Шварц плюхнулся на широкое ложе, так что водяной матрац под его грузным телом заходил ходуном.
Джулька взвизгнула.
– Толь, ну нельзя же так бабахаться, в самом деле! Ты ее потревожил.
– Меня скоро убьют, – ответил Шварц.
– Ты это третий год говоришь, – ничуть не испугалась супруга.
– Сегодня один запер в своем кабинете и в рожу мне пистолет наставил.
– Свинья, никакого уважения, – согласилась жена. – Чего хотел?
– «Чего, чего»… А чего все они хотят? Чтобы я конкурентов придушил.
– А ты?
Шварц в ответ тяжело застонал.
– Все-таки ты бесхарактерный, – пожала плечами жена. – Я не знаю, как ты так позволяешь им с собою обращаться?
Слушая супругу, Шварц тихо скрежетал зубами.
«Тебя бы, умную такую, на мое место!» – хотел он ответить со злостью, но осекся.

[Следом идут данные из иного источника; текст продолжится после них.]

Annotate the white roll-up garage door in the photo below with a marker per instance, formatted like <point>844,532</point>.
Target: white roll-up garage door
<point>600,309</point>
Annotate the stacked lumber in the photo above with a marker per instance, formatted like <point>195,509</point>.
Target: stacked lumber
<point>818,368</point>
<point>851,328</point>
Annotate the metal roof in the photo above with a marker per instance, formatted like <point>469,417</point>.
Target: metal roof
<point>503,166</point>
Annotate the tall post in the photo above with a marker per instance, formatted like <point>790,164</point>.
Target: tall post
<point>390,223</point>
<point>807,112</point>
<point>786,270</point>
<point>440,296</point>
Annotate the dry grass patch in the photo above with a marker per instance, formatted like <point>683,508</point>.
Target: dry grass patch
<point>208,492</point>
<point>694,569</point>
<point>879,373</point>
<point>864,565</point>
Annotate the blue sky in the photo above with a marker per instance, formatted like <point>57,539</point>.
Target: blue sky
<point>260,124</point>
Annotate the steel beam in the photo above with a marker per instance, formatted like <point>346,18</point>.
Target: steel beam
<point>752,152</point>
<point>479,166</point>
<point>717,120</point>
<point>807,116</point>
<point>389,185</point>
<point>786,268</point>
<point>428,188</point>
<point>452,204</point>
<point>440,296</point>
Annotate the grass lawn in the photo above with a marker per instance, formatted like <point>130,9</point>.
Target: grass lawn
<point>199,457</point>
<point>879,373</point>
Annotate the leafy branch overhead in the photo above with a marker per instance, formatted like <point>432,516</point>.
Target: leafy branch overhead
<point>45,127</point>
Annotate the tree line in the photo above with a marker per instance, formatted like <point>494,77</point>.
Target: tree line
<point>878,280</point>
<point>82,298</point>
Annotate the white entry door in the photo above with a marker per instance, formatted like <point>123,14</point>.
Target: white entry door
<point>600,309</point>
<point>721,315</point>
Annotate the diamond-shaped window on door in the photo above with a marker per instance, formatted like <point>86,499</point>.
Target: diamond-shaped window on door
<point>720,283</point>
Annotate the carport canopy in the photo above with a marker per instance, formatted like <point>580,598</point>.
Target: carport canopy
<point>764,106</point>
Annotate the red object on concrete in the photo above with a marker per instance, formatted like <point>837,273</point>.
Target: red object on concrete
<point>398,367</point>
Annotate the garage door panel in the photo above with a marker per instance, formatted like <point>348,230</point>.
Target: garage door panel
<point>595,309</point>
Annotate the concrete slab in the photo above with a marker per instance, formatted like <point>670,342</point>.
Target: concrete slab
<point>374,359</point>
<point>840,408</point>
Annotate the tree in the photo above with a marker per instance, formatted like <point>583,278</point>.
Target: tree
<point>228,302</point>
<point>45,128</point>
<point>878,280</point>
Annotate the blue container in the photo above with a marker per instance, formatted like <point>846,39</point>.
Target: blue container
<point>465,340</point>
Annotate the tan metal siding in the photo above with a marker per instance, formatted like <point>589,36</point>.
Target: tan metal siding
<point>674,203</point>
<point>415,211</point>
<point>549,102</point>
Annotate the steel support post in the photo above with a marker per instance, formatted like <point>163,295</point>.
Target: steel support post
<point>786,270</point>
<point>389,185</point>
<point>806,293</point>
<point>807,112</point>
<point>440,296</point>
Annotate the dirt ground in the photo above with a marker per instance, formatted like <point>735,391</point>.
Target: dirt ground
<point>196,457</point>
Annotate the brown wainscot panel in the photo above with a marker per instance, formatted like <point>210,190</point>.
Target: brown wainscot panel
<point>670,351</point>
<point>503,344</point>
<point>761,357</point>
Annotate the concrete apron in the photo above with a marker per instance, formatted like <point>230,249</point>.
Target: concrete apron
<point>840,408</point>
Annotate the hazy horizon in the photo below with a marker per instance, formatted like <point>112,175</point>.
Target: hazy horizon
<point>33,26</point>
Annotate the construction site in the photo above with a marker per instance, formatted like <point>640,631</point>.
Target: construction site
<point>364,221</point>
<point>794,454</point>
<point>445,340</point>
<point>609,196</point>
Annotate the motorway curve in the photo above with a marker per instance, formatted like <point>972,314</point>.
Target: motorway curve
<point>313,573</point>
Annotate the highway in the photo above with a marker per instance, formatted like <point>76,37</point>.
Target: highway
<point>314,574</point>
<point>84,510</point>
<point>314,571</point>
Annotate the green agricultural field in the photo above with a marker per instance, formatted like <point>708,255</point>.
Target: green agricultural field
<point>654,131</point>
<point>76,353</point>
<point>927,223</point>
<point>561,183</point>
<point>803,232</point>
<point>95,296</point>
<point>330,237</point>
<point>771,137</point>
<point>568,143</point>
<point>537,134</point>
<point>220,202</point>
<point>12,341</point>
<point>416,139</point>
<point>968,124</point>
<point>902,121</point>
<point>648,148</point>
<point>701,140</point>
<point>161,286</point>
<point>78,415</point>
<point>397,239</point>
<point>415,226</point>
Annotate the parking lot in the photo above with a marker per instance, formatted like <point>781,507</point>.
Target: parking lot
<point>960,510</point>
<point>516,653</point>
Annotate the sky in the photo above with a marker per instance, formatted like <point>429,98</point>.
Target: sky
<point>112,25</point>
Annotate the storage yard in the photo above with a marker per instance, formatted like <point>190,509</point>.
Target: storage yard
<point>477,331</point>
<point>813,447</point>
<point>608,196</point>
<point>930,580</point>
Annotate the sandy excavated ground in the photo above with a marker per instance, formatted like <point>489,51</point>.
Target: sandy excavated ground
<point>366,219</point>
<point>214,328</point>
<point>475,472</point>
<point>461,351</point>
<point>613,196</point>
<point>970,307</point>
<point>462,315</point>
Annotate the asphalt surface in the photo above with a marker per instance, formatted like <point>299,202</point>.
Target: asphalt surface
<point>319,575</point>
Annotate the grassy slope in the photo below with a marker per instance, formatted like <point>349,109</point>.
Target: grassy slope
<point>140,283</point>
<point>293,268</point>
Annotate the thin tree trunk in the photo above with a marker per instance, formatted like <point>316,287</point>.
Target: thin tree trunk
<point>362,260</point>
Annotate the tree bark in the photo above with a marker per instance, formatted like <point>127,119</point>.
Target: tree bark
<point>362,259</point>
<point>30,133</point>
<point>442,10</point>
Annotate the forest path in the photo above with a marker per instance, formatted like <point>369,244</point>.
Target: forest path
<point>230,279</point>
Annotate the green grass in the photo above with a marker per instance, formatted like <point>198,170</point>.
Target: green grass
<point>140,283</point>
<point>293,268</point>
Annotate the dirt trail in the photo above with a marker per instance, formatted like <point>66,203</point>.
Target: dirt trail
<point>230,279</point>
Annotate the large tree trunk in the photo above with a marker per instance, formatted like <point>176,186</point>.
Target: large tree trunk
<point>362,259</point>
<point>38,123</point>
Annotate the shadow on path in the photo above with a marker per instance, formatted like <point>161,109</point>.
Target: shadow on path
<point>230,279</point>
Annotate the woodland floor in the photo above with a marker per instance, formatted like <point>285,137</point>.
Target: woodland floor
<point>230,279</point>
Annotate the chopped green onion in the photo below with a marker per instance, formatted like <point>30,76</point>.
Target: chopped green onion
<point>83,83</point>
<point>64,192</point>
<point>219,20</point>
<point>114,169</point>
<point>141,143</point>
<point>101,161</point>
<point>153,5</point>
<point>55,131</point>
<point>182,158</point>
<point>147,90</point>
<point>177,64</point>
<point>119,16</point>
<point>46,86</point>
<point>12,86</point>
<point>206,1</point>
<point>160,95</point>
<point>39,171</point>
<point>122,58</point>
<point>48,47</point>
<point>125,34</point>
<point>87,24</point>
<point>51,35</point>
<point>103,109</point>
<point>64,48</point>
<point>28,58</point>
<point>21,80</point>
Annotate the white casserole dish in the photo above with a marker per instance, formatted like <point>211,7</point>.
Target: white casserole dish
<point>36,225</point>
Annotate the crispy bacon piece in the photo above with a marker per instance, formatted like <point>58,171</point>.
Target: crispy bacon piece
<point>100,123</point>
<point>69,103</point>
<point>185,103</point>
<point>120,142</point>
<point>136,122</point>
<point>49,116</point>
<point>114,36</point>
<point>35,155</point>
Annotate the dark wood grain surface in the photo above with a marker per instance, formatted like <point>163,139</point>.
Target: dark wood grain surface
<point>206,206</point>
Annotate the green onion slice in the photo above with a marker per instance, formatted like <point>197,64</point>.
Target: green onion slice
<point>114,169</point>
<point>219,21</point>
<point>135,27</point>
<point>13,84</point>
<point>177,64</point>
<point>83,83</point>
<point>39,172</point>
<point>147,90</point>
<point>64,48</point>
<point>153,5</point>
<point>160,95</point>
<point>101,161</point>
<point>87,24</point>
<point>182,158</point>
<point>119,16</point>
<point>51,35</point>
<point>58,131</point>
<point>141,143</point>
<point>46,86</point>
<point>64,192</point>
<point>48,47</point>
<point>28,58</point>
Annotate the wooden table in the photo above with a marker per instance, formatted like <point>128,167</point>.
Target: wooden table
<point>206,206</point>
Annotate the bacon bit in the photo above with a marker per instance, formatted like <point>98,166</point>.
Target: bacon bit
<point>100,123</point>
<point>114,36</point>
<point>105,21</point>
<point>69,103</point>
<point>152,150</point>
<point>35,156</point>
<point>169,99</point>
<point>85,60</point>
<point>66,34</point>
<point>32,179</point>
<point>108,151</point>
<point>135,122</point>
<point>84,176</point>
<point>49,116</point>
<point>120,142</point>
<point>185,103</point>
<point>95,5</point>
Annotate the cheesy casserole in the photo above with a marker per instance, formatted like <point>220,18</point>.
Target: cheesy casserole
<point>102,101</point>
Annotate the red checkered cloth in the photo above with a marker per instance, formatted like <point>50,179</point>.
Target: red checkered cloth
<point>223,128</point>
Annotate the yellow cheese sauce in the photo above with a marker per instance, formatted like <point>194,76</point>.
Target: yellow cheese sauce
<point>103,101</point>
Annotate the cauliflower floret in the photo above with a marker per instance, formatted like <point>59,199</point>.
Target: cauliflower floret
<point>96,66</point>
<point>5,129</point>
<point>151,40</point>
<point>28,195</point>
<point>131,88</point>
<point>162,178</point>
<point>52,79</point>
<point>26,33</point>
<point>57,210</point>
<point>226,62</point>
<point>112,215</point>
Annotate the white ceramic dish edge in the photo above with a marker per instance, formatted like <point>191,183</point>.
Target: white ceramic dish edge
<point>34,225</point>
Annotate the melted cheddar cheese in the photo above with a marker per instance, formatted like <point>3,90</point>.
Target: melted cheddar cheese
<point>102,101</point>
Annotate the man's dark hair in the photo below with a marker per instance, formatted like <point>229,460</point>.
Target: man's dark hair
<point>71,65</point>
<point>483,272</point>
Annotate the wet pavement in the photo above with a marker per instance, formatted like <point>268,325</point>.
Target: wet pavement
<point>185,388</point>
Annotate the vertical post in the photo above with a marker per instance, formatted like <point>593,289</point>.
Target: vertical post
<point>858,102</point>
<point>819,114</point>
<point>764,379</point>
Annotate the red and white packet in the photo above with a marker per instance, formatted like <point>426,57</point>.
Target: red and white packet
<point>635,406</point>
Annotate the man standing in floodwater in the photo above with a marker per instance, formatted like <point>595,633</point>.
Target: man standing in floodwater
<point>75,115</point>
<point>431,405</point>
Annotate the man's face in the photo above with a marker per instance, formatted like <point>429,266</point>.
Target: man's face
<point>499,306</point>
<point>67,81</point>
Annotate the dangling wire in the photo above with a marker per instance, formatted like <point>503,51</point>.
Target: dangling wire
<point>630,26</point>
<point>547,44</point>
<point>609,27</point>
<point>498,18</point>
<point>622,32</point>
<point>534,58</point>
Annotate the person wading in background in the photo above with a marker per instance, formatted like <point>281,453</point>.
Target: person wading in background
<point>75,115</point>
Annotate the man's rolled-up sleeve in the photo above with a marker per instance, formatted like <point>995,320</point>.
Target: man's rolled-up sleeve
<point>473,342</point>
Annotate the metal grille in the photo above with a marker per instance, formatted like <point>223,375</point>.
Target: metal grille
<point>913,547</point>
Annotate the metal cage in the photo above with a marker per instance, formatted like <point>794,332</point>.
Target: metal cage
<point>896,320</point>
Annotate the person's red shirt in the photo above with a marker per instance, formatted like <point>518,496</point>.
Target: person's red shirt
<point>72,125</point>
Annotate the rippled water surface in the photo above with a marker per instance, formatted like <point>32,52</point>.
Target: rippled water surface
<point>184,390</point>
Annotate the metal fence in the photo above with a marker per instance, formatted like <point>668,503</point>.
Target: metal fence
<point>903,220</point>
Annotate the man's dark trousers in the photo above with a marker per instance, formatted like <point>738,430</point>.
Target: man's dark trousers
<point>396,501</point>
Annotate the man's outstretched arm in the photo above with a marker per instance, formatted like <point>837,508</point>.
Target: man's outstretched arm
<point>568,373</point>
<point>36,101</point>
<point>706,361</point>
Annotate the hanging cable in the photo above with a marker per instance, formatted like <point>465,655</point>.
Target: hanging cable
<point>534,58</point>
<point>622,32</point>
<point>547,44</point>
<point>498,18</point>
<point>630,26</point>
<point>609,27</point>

Супруга вдруг представилась ему в новом свете: в пудреном парике, с мушками на разрумяненном лице, в кринолине с голубой муаровой орденской лентой через плечо, она объявляла свою монаршую милость коленопреклоненным гвардейцам.
«М-да, – подумал про себя Шварц, – пожалуй, эта навела бы железный порядок».
– В общем, Маша, придется тебе в Мюнхен полететь, – сказал он вслух.
– Зачем?
– Останешься там, пока от меня сигнал не поступит, что все в порядке.
– Не хочу я в Мюнхен, что мне делать среди немцев? Ох, господи, да не поеду я! – возмутилась супруга. – Да меня от одного немецкого языка тошнит!
Обладающий типичным немецким характером, Шварц никак не прореагировал на такой оскорбительный выпад. Приобретенная русская леность мешала. Он только перевернулся на другой бок, чтобы лучше видеть жену.